Luxxon is in **early access** on **Base Sepolia**. The full v1 API
surface ships today: workspaces + API keys, sessions, dispatch with
coverage-area + geofence enforcement, the WHIP/WHEP edge on
Cloudflare Stream, the per-session liveness poller, the agent-frame
endpoint, the on-chain settlement composer, and the wallet read.
`LuxxonSettlement` v3 (deposit-pool) is deployed on Sepolia at
[`0xa748C178…65a26`](https://sepolia.basescan.org/address/0xa748c178df47c2da2227c247293943713eb65a26)
with the KMS-signed relayer wired end-to-end. Mainnet bringup is
the next milestone. Want to integrate? Reach us via
[@luxxondev](https://x.com/luxxondev).

### Designed for agents

Programmable vision is most useful when an agent — not a person —
is on the consuming side. Two affordances make Luxxon
agent-native:

* **`GET /sessions/:id/frame`** returns a JPEG of the latest video
  frame from the operator's feed. Hand it directly to a vision
  model; no WebRTC stack required.
* **Zero per-session signing.** The consumer wallet tops up a pool
  on-chain once; every subsequent session debits that pool
  automatically.
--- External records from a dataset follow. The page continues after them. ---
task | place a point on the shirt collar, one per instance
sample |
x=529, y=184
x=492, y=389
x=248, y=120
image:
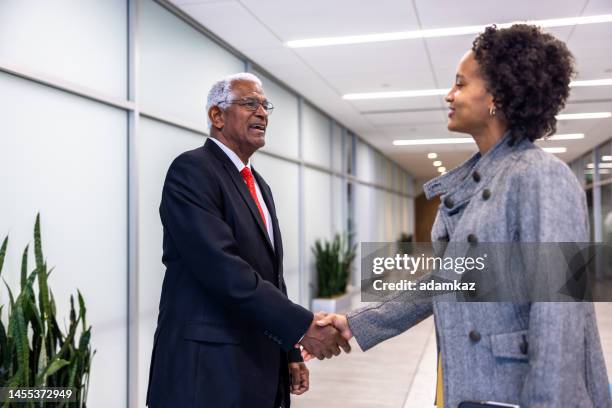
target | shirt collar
x=484, y=166
x=232, y=155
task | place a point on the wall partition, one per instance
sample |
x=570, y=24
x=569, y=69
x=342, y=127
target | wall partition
x=97, y=100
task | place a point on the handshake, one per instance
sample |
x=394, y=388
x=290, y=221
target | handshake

An agent that holds a `LUXXON_API_KEY` and a
  wallet with a topped-up pool runs end-to-end with no human in
  the loop.

See [Sessions](/concepts/sessions) for the full lifecycle.

## Install

The MCP server is published in the major agent catalogs — install
in one click:

<CardGroup cols={2}>
  <Card title="Smithery" description="One-line install for Claude Desktop / Cursor / Claude Code." href="https://smithery.ai/servers/luxxon" />

  <Card title="Glama" description="Verified MCP catalog with tool introspection + scorecard." href="https://glama.ai/mcp/servers/luxxon-dev/luxxon-sdk" />
</CardGroup>

Or install directly from npm: `npx -y @luxxon/mcp` — see
[the MCP guide](/concepts/mcp) for the Claude Desktop config.